6) Real use case: Extraction + human review (extraction-review)

If you’re doing extraction where correctness matters (invoices, contracts, onboarding forms), you often want this pipeline:

extract → present → human corrects → downstream systems consume corrected output

That’s exactly what the extraction-review template is positioned for: an extraction agent plus a review UI, integrated with Llama Cloud.

Scaffold it:

llamactl init --template extraction-review --dir extraction-review-app

What we recommend in real implementations:

  • Treat the human-reviewed output as the source of truth (store it).
  • Emit diffs between model output and corrected output; mine that for evals.
  • Add schema validation before the UI step so reviewers fix meaning, not syntax.

7) Deployment shape + “don’t surprise your future self” tips

Updating templates safely

You can update an existing app to the latest version:

llamactl init --update

hat behavior is explicitly documented.

Practical tip: run updates on a branch and treat it like a dependency bump. (Because… it is.)

8) Security & ops pitfalls

1) Secrets in the repo
If the template uses .env files, keep them local. Use your platform’s secrets manager in prod.

2) Over-permissive tool execution
If you add tools (web access, file system, DB writes), scope them tightly and log every call. “Agent can do anything” is also known as “incident report generator.”

3) UI review flows need auditability
For extraction-review, store:

  • original extraction
  • corrected extraction
  • reviewer identity (or at least session)
  • timestamps
    That’s how you pass audits and debug regressions.

9) Comparisons so you can choose intentionally

LlamaAgents templates vs LangChain / LangGraph

  • LangChain is a broad framework for LLM apps and chains.
  • LangGraph focuses on graph/state-machine agent orchestration.
  • LlamaAgents templates via llamactl are more like “working app starters” for the LlamaIndex ecosystem: scaffold + run + UI (in some templates) + conventions.

Translation: LangChain/LangGraph give you building blocks; llamactl templates hand you a small building that already has doors.

LlamaAgents templates vs AutoGen / CrewAI

  • AutoGen (Microsoft) provides multi-agent conversation patterns and orchestration.
  • CrewAI provides role-based multi-agent “crews” with tasks and tools.

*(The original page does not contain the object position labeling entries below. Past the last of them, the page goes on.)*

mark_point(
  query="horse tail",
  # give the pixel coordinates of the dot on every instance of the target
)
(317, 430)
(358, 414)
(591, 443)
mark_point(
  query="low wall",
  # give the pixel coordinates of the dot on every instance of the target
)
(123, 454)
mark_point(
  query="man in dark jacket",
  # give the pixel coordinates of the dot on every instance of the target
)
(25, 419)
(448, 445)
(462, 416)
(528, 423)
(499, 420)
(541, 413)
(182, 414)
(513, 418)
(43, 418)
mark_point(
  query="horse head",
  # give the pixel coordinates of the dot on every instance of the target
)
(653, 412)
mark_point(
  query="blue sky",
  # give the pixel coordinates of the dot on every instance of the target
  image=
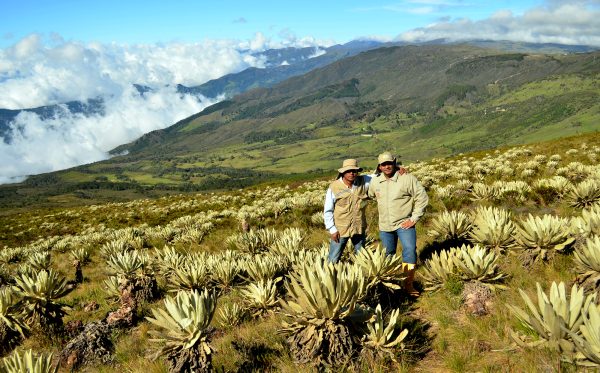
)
(152, 21)
(56, 51)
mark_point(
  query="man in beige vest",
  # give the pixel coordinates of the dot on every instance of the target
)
(344, 212)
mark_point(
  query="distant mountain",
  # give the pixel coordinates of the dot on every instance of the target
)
(416, 101)
(419, 80)
(298, 61)
(280, 64)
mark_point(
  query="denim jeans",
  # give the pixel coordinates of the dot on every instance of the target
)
(408, 238)
(336, 248)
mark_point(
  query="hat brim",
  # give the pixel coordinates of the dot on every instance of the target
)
(344, 169)
(386, 160)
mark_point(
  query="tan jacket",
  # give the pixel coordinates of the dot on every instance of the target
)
(399, 198)
(350, 205)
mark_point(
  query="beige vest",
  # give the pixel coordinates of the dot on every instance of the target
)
(349, 210)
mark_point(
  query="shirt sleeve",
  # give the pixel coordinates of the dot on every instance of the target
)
(370, 192)
(328, 211)
(421, 200)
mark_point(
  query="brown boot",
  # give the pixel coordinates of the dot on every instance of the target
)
(409, 272)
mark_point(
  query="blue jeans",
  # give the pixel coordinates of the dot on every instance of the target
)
(336, 248)
(408, 238)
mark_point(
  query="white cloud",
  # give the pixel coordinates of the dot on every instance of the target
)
(562, 22)
(36, 72)
(73, 139)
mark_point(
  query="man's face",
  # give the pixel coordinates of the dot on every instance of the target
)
(350, 175)
(387, 168)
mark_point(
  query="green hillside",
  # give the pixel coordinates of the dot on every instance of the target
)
(418, 101)
(508, 264)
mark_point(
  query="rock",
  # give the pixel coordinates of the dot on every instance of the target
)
(92, 346)
(477, 298)
(92, 306)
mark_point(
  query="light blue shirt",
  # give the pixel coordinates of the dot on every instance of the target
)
(330, 203)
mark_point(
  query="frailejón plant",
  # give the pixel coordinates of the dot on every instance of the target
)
(322, 297)
(553, 317)
(27, 362)
(382, 338)
(540, 235)
(493, 228)
(450, 225)
(182, 329)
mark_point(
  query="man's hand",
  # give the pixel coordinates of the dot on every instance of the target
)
(407, 224)
(335, 237)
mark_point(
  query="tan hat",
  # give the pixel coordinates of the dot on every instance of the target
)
(385, 157)
(349, 164)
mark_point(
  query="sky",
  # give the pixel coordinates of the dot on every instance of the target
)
(52, 52)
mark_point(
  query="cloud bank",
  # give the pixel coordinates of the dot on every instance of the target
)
(562, 22)
(36, 72)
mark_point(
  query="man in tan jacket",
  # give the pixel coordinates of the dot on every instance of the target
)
(401, 201)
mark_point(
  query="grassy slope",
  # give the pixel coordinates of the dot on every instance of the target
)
(444, 338)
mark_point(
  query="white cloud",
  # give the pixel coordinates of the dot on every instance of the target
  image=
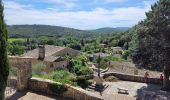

Those focus on agent interaction models; llamactl templates focus on shipping an application skeleton (including UI when relevant) aligned with LlamaIndex’s Workflows + deployment model.

10) Key takeaways

  • llamactl init is the fastest path to a runnable agent app (not just a script), and it’s designed to be updated over time.
  • Start with:
    • basic-ui when you need a quick demo + editable UI
    • extraction-review when humans must verify model output
  • Treat templates like dependencies: branch, update, test, merge.
  • Use Workflows to keep logic composable and avoid spaghetti-agent syndrome.
  • Don’t confuse LlamaIndex llamactl with llamactl.org (different tool, different job).